Scientific studies have shown that respiratory muscle training has indubitably led to better performance. Often, the heavy, can’t-catch-your-breath tired feeling has to do with the very breathing muscles fatiguing. “Perceived fatigue” is the sensation of being tired but one that is fleeting; often, it leaves you angry as you look back and see you just needed a few seconds to recover.

You may ask if breathing was, well, “just breathing,” wouldn’t you be able to do breathing exercises indefinitely? Actually, breathing muscle exercises can make you sweat and cramp, and you might feel exhausted (which means your muscles have been overloaded, as needed for growth). The result: an almost immediate change in your endurance when you run, swim, or just recover between sets.

But What Are Breathing Muscles?

Imagine 600 big water cooler bottles lined up. All in all, you’re talking about your breathing muscles working to move 3,000 gallons of air (or 11,000 liters) in and out of your body every day.

You have about 10 pounds of breathing muscles just languishing, that is to say, not being trained functionally. You are not training these muscles when you do cardio.
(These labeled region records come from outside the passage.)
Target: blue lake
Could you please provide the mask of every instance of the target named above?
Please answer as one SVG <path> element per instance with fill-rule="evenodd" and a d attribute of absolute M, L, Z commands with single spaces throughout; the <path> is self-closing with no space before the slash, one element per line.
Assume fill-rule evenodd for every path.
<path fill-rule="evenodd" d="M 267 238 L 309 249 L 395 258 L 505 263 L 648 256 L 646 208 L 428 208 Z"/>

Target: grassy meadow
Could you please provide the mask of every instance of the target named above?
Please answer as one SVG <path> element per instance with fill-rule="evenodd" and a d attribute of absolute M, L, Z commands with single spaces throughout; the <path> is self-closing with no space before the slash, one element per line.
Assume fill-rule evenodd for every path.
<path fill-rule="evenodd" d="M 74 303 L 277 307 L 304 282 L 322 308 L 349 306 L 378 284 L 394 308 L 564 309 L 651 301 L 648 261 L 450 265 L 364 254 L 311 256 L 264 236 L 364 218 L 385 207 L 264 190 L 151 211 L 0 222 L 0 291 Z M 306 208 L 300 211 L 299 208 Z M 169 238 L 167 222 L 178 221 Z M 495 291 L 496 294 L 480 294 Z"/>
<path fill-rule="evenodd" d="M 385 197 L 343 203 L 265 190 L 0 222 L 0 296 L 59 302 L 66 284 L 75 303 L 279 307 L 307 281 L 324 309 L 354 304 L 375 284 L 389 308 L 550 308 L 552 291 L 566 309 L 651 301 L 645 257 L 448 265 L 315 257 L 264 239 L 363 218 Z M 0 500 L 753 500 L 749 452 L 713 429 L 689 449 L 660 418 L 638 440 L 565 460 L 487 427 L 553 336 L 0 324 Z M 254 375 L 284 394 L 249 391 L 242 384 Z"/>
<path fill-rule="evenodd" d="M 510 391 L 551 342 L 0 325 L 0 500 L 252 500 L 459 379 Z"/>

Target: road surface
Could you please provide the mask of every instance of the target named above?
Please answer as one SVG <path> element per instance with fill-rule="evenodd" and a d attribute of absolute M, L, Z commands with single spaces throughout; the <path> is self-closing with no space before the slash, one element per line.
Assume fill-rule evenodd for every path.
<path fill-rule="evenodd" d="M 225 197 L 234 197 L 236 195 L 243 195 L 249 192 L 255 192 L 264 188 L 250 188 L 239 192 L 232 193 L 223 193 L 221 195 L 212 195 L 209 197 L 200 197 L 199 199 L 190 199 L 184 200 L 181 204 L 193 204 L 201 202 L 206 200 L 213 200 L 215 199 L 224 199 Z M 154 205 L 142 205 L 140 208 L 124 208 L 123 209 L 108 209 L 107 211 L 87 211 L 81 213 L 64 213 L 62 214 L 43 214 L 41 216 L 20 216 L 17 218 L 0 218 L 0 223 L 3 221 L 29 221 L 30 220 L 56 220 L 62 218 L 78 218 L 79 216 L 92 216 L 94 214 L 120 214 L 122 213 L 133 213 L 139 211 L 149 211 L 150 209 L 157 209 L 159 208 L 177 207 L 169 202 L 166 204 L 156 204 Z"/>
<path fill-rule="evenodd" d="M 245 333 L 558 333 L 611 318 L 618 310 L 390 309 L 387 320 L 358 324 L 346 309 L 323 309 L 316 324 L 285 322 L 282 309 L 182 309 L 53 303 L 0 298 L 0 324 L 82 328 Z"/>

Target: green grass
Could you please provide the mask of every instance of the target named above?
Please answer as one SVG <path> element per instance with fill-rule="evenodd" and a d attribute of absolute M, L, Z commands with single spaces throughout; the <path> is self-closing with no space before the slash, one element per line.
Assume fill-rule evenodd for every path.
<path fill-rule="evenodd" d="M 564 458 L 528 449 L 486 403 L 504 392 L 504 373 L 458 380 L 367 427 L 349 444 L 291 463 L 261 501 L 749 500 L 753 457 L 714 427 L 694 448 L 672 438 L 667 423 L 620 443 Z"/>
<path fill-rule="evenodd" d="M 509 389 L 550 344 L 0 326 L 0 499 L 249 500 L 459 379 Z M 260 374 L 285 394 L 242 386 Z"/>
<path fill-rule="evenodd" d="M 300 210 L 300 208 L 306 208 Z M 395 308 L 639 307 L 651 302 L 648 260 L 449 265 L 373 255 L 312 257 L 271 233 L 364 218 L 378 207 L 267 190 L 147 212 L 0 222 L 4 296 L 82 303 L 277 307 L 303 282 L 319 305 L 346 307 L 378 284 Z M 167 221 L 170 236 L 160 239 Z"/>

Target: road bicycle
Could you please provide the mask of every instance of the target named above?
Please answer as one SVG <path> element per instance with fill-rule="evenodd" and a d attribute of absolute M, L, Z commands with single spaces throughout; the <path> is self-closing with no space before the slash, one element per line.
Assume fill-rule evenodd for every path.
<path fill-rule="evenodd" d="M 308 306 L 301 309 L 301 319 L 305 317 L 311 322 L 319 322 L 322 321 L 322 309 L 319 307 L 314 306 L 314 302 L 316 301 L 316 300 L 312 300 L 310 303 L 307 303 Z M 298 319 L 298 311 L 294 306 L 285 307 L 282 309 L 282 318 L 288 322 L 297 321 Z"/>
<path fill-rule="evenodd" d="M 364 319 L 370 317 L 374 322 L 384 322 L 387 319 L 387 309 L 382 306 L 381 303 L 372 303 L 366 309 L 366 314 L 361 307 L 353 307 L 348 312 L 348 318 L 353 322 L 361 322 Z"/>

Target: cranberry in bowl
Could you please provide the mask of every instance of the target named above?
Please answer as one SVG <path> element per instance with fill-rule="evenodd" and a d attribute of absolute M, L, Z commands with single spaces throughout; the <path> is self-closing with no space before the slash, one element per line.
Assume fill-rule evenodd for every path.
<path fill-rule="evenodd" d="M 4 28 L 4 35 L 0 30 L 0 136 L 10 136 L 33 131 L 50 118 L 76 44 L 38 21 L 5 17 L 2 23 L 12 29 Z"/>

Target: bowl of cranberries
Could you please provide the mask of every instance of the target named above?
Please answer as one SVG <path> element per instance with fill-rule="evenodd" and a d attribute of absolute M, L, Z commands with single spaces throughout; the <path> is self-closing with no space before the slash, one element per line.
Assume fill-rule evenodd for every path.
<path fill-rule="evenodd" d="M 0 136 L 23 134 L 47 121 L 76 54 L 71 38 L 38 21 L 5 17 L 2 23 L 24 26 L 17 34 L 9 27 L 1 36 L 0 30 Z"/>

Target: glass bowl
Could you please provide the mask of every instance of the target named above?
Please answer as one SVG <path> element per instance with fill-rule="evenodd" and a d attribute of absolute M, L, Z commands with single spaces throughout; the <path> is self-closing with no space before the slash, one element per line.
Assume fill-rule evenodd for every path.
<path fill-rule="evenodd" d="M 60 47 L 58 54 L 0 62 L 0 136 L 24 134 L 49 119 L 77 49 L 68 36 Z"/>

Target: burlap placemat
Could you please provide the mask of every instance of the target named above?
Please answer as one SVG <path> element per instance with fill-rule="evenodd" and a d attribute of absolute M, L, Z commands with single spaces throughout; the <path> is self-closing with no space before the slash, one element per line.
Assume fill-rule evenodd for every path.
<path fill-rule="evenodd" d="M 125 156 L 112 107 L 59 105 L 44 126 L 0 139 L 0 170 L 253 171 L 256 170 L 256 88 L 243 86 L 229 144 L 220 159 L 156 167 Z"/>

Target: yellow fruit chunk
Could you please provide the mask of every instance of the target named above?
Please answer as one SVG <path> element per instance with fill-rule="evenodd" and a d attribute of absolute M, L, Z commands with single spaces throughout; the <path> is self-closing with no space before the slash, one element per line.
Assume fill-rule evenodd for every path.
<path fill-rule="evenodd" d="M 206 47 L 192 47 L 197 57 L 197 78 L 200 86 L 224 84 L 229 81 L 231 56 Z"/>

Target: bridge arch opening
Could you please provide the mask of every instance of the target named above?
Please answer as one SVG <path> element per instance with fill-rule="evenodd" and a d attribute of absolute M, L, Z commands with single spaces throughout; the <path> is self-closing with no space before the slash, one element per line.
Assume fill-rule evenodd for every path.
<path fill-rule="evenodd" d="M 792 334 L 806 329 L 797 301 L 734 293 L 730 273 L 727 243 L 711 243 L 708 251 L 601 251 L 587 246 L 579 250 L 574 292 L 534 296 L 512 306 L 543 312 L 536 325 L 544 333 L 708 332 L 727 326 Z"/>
Your lungs are burning on that obstacle course, but are you “training” them? Nope. The notion that you are working your breathing muscles when training couldn’t be further from the truth.

Why? To work out a muscle, you have to push it to exhaustion, and to do this you, have to train breathing muscles separately from your sport. If you don’t work on your inspiratory and expiratory breathing muscles separately, you are running on three cylinders. By overlooking breathing, you are unknowingly sleeping on a mattress full of money.
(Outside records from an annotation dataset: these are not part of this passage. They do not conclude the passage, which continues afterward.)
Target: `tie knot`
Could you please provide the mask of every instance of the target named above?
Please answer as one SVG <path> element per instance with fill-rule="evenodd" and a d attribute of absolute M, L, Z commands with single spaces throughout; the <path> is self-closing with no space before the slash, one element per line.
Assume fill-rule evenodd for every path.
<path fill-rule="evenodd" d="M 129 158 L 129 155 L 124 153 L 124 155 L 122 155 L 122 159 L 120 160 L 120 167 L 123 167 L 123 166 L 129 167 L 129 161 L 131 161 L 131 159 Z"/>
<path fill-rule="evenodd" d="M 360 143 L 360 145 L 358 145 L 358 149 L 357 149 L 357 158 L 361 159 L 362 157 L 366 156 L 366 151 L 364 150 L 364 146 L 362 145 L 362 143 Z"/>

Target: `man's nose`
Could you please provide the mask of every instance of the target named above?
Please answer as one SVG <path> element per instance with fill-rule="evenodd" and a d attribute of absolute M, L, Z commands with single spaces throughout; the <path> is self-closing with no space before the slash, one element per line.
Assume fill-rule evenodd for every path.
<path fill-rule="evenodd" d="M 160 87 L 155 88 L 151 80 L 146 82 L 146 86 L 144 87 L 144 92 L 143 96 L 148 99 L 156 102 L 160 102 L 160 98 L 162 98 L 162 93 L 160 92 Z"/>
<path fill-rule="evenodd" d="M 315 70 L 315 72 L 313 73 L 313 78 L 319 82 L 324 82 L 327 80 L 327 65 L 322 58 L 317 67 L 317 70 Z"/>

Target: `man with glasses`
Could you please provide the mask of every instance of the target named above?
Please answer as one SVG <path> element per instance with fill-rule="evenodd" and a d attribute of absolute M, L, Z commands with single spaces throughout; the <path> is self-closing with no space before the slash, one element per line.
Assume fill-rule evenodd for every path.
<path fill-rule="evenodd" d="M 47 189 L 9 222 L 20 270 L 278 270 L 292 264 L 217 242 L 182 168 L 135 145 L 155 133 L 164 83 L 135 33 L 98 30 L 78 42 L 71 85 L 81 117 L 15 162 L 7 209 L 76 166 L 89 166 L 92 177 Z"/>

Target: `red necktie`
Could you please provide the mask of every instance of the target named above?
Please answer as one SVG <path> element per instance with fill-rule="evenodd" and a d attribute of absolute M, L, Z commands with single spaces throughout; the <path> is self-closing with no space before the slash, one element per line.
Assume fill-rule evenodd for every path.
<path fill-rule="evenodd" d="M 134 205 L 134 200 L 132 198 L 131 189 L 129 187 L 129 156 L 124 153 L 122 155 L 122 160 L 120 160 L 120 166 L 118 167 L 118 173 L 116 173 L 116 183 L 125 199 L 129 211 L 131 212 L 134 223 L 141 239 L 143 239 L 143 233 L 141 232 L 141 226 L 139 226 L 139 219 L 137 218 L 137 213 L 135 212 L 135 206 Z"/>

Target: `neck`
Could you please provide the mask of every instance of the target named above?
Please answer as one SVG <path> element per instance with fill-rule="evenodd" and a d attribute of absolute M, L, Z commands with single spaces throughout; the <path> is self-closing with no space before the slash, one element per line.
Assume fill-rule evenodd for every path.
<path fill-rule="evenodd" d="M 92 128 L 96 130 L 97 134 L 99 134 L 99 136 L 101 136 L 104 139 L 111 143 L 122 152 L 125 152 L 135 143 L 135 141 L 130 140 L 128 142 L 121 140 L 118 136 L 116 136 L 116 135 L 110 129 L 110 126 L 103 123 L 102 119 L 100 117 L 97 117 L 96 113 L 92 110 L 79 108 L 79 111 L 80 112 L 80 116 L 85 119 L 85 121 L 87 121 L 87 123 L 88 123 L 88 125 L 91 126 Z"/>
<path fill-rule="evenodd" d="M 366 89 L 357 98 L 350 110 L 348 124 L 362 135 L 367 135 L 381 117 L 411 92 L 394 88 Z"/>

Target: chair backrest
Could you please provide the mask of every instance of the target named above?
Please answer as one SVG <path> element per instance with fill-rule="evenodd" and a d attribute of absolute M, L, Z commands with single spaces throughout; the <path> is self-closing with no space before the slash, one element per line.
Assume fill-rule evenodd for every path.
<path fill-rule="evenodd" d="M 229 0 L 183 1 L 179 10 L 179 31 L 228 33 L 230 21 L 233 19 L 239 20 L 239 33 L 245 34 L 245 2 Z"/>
When your breathing muscles are strong, you can breathe easier and exercise longer at harder levels of effort, and the experience feels easier. The burn or heaviness in your arms and legs will happen later in the game. You might even bounce back faster from tough, all-out efforts. Neglecting these muscles is like going to the gym, passing by all the weights, and spending the whole time doing forearm curls.